LIPOSONLINE.COM – Satuan Reskrim Polres Penukal Abab Lematang Ilir (PALI) amankan perempuan pembakar rumah mantan mertua di inisial A (30) di Desa Tambak, Kecamatan Penukal Utara.
Penangkapan cepat ini menjadi bukti komitmen Polri dalam memberikan kepastian hukum dan mencegah konflik sosial di wilayah Kabupaten PALI.
Kronologi: Bakar Rumah Mantan Mertua Pakai Bensin
Peristiwa terjadi Rabu, 8 Juli 2026 sekitar pukul 09.00 WIB. Berdasarkan penyelidikan, tersangka A perempuan pembakar rumah mantan mertua itu mendatangi rumah korban berinisial Y yang merupakan orang tua dari mantan suami sirinya.
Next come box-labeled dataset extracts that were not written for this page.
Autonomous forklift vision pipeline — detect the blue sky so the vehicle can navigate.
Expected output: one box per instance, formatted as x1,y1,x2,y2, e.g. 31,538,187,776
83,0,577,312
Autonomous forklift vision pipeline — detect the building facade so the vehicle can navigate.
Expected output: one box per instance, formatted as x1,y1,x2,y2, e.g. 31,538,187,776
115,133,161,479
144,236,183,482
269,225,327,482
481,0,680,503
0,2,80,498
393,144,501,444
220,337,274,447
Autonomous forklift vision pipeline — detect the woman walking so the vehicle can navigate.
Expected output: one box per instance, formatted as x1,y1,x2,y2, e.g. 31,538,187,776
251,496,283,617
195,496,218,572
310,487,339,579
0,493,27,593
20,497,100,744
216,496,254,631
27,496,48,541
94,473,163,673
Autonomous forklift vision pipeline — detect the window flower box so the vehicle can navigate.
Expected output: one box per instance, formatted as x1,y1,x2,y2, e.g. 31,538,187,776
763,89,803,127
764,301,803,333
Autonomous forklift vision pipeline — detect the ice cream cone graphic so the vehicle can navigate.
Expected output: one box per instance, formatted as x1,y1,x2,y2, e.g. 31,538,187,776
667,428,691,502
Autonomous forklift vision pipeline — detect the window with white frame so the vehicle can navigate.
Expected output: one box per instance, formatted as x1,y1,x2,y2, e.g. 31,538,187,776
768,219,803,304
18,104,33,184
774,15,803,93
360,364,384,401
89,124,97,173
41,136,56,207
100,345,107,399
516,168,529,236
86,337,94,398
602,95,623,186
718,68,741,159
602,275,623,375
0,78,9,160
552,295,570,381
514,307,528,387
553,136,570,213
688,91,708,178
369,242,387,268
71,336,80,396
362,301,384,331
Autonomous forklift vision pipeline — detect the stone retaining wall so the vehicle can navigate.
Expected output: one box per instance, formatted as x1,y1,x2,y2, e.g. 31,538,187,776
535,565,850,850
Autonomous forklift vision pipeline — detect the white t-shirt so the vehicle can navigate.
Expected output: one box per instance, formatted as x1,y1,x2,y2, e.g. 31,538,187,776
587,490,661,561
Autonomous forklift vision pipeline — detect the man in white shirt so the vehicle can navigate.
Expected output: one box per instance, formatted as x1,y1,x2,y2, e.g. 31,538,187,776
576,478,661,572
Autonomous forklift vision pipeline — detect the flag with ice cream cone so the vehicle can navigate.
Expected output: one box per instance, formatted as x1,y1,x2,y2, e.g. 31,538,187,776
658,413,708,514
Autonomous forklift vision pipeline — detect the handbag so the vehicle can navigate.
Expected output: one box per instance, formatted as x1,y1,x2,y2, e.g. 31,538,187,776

Melihat rumah dalam keadaan kosong karena pemilik ke kebun dan istrinya ke sungai, tersangka masuk sambil membawa 1 jerigen bensin.
Di dalam kamar, tersangka menyiramkan bensin ke kasur lalu membakarnya menggunakan korek api hingga rumah terbakar.
Usai beraksi, A justru mendatangi Kantor Kepala Desa Tambak untuk menyerahkan diri.
Ditangkap di Kantor Kades, Polisi Amankan Barang Bukti
Menerima laporan warga, personel Satreskrim Polres PALI langsung turun ke TKP. Tim melakukan olah TKP, mengamankan lokasi, dan menjemput tersangka dari Kantor Kades Tambak ke Mapolres PALI tanpa perlawanan.
Kasat Reskrim Polres PALI Iptu Dobi Hariyandri, dalam keterangan resmi menyampaikan, pihaknya bergerak cepat untuk mencegah situasi meluas.
Setelah menerima informasi kejadian, personel langsung ke lokasi untuk mengamankan TKP, mengamankan tersangka perempuan pembakar rumah mertua dan mengumpulkan barang bukti.
“Kami pastikan setiap laporan ditangani cepat, profesional, dan sesuai hukum,” jelas Iptu Dobi.
Barang bukti yang diamankan: 1 buah korek api warna kuning, puntung kayu sisa kebakaran, dan 1 unit sepeda motor Honda Beat hitam yang diduga dipakai tersangka ke lokasi.
Dijerat Pasal 308 KUHP, Ancaman Penjara
Perempuan pembakar rumah mantan pertua tersebut dijerat Pasal 308 ayat (1) UU Nomor 1 Tahun 2023 tentang KUHP terkait tindak pidana pembakaran.
Saat ini penyidik masih melengkapi berkas, memeriksa saksi, dan menyempurnakan administrasi penyidikan.